Male circumcision became officially endorsed as an HIV preventive measure for heterosexual men this week Wednesday by the World Health Organisation (WHO) and UNAIDS.
Countries with a high rate of heterosexually acquired HIV would be encouraged to promote male circumcision, the WHO and UNIADS announced at a press conference in Paris.
This follows “compelling evidence” from three trials — in South Africa, Kenya and Uganda — which found that male circumcision reduces the risk of heterosexually acquired HIV infection in men by between 51% and 60%.
Dr Kevin de Cock, WHO’s HIV/AIDS director, described male circumcision as “an additional intervention which can reduce the risk of HIV infection in heterosexual men”.
If male circumcision was introduced in sub-Saharan Africa, it could prevent 5.7 million new cases of HIV infection and three million deaths over the next 20 years, according to the two organisations.

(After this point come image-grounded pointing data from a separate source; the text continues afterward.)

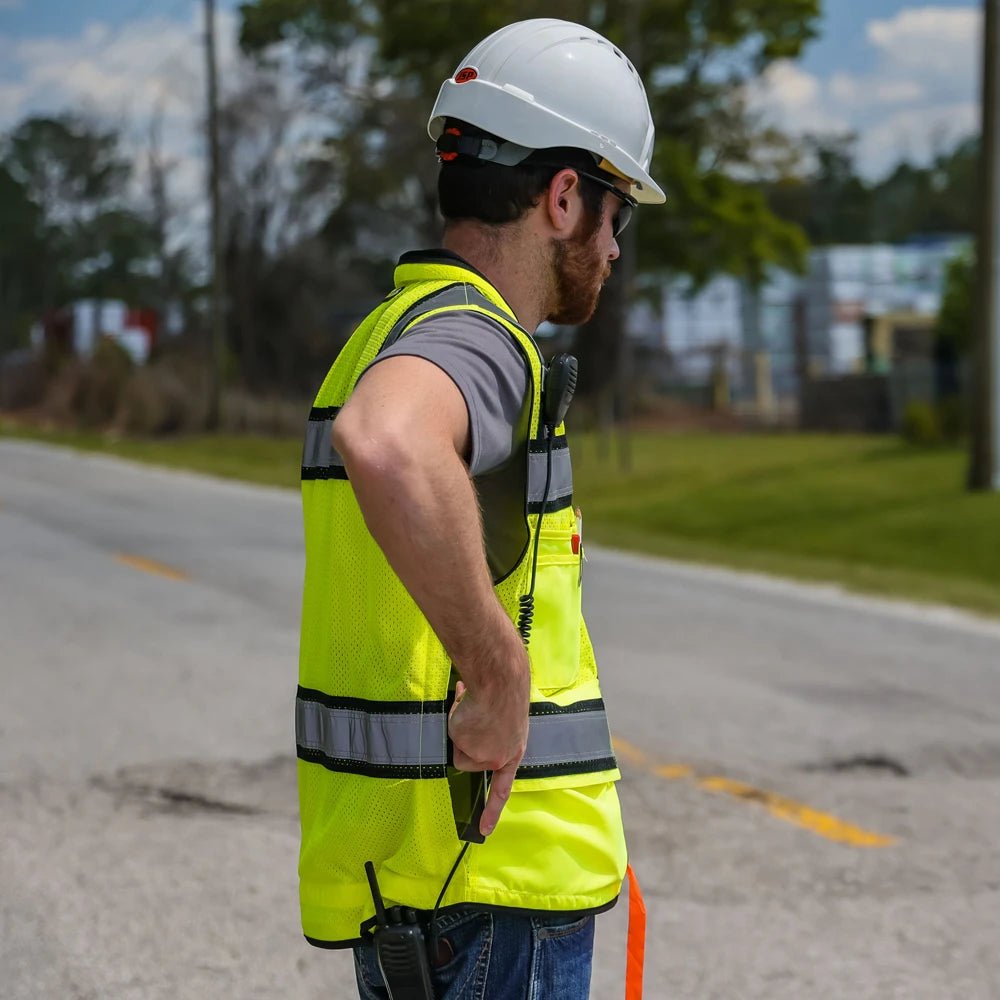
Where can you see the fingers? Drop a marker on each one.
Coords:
(459, 695)
(500, 786)
(463, 762)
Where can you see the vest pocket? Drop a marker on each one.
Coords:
(554, 649)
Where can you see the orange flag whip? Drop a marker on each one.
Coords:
(636, 939)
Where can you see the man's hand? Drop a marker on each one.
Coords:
(488, 726)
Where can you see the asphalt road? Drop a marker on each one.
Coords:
(811, 781)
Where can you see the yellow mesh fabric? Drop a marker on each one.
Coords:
(559, 844)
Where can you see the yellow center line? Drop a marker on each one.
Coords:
(150, 566)
(820, 823)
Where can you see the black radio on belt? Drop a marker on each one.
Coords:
(400, 948)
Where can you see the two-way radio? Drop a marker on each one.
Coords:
(400, 948)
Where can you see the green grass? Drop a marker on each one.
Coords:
(873, 514)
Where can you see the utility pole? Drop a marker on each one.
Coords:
(628, 266)
(984, 466)
(217, 319)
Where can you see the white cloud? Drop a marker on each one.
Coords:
(920, 96)
(795, 99)
(125, 77)
(929, 40)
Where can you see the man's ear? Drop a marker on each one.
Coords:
(563, 203)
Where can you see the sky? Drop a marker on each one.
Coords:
(902, 75)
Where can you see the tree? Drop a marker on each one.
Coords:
(377, 66)
(90, 242)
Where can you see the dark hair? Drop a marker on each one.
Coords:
(495, 194)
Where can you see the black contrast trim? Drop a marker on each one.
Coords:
(372, 707)
(417, 772)
(569, 767)
(336, 945)
(323, 412)
(559, 503)
(539, 446)
(368, 770)
(311, 472)
(577, 708)
(424, 918)
(438, 255)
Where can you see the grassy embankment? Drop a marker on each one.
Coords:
(873, 514)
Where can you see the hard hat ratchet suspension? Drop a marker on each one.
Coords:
(546, 83)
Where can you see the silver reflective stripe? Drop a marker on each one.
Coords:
(561, 484)
(379, 738)
(318, 452)
(389, 740)
(562, 739)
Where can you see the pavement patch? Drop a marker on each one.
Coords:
(150, 566)
(861, 762)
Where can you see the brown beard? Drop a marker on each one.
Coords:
(580, 273)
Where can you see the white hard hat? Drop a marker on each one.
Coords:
(544, 83)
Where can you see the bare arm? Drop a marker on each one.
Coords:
(404, 435)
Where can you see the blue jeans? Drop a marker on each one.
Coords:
(494, 956)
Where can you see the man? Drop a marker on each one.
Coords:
(441, 605)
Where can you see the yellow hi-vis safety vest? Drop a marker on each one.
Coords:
(371, 711)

But male circumcision was not a “magic bullet” that provided complete protection against HIV infection, warned De Cock.
While the trials showed that the HIV rate was “considerably lower” among circumcised men, these men could still become infected with the virus and, if HIV-positive, could infect their sexual partners.
“We must be clear: male circumcision does not provide complete protection against HIV,” stressed UNAIDS official Catherine Hankins.

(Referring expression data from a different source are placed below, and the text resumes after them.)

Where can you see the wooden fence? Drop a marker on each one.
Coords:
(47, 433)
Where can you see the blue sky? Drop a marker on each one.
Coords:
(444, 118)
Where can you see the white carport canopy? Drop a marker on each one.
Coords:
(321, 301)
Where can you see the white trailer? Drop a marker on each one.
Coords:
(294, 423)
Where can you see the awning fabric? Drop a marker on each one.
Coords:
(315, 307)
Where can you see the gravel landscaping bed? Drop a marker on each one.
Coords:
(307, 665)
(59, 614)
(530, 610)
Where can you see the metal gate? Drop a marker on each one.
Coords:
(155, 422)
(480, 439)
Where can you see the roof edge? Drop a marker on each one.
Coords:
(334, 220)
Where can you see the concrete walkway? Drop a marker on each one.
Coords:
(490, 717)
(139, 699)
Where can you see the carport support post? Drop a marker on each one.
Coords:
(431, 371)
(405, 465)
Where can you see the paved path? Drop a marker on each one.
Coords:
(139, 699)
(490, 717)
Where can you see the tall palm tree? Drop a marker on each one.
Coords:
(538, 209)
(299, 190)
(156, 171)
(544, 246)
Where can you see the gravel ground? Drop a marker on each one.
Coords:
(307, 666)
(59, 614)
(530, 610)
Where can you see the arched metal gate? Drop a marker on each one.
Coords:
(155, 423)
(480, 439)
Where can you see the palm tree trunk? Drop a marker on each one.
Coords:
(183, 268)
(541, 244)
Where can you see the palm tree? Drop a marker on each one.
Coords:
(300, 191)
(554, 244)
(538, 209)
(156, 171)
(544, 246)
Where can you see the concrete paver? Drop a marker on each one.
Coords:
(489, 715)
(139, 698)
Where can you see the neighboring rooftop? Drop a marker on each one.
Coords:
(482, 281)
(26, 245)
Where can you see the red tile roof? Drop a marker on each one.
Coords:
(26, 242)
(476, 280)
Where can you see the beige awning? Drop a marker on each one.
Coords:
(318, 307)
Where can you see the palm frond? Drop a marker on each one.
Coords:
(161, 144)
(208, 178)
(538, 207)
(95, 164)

“Men and women must continue to use other forms of protection such as male and female condoms, delaying sexual debut and reducing the number of sexual partners.”
This was necessary to “prevent men developing a false sense of security and engaging in high-risk sexual behaviours which could undermine the partial protection provided by male circumcision,” warned the WHO and UNAIDS.

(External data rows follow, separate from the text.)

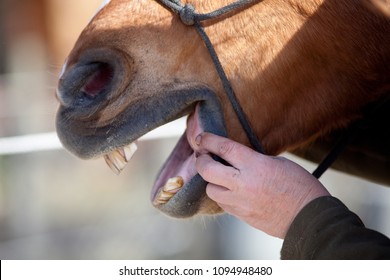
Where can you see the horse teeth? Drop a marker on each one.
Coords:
(118, 159)
(130, 150)
(171, 187)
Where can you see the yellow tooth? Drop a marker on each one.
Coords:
(174, 184)
(115, 161)
(171, 187)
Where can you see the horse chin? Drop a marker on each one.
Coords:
(79, 130)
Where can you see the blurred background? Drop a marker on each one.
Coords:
(56, 206)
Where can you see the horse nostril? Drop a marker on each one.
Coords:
(98, 81)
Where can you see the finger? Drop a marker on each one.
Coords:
(234, 153)
(221, 195)
(216, 173)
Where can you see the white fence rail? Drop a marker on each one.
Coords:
(49, 141)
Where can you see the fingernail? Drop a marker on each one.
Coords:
(198, 139)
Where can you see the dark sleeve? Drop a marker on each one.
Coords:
(326, 229)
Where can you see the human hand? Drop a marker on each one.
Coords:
(264, 191)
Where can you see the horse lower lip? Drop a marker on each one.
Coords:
(118, 159)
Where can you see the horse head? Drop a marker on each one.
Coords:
(300, 70)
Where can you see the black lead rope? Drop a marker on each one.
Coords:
(189, 17)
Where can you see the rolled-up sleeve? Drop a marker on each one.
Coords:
(327, 229)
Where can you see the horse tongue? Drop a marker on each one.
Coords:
(118, 158)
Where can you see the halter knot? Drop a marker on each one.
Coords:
(187, 14)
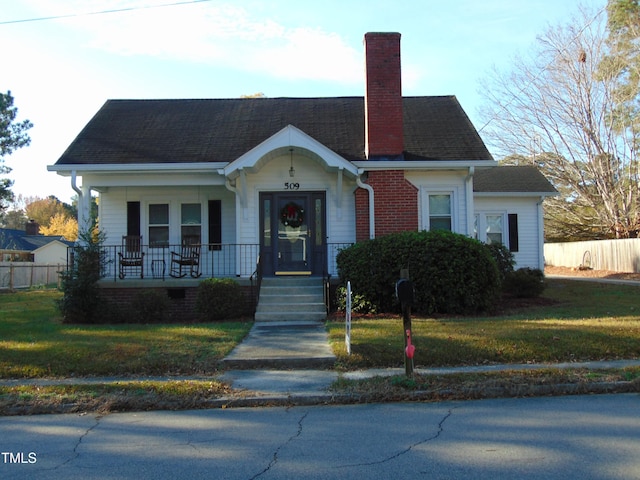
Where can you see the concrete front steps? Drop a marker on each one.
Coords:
(291, 299)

The organisations acknowledged that the main reason for circumcision globally was religious, which meant that circumcision had to be promoted in a “culturally sensitive” manner.
They recommend that young men aged 12 to 30 should be targeted for circumcision, as well as older men with a history of sexually transmitted infections.
Further research is needed to see whether male circumcision reduces the sexual transmission of HIV from men to women or between men who have sex with men.
In addition, circumcising HIV positive men was not recommended unless there was a medical reason as “people with severe immunodeficiency may have increased complication rates following surgery”.
Earlier this month Dr Nomonde Xundu, head of the health department’s HIV/AIDS programme, said that although government had seen reports on male circumcision, it wanted to study the research further before deciding on whether to change government policy.